I have five excel files with 2 sheets per file.
-file_2015: a, b
-file_2016: a, b
-file_2017: a, b
-file_2018: a, b
Both sheets a and b provide the same data over time. They vary in the number of columns because new indicators are added to newer files that do not exist in older ones.
The column names change slightly and I would like to consolidate this data by appending it together.
Examples of variable names that are similar:
-Metric Rating - Unit level, Percentage Earning 5 Credit in Third Year
-Metric Rating - 5 Credits in 3rd Year - Unit level
The other problems I am running into is the fact that the same indicators from different files have been named with the corresponding year.

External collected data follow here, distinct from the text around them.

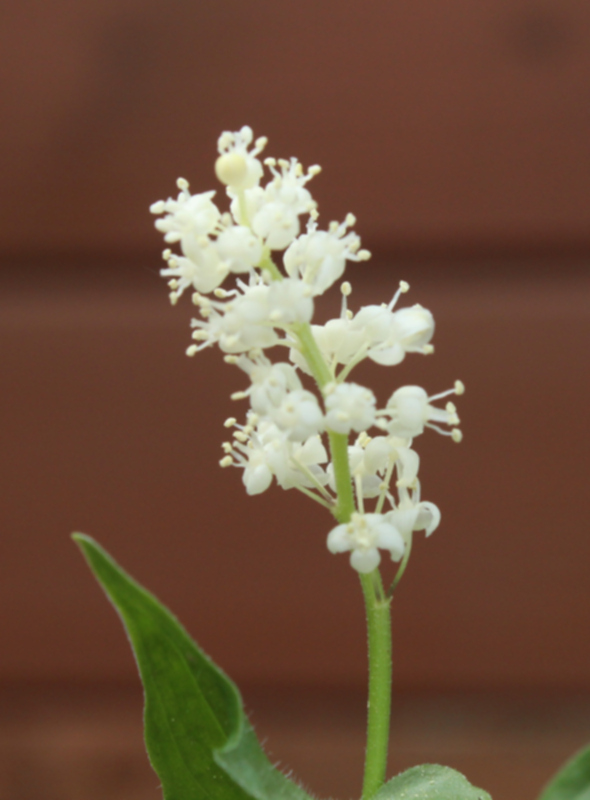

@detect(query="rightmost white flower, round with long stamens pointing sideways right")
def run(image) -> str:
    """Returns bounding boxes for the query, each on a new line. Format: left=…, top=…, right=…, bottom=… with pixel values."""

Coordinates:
left=377, top=381, right=464, bottom=441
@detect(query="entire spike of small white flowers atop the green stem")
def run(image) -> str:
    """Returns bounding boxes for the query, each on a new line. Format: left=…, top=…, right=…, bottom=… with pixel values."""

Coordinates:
left=151, top=127, right=464, bottom=573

For example:
-Target For 2016 - Grad Rate, 6-Year
-Target For 2017 - 6-Year Grad Rate
Although they are the same data indicator, it is producing two columns when appending data.
Currently, I am using this function to read in all of the excel files and append each sheet data together as one dataframe.
df<-list.files(path = filepath_raw_data, full.names = TRUE, pattern = "*.xlsx") %>%
#Keetping the names of the filepath as a data columns
set_names(nm = (basename(.) %>% tools::file_path_sans_ext())) %>%
map_df(readxl::read_excel, sheet=sheet_name, col_types = "text", .id="file_name")
Is there any way I can use pattern matching to match similar columns names together and append the data together?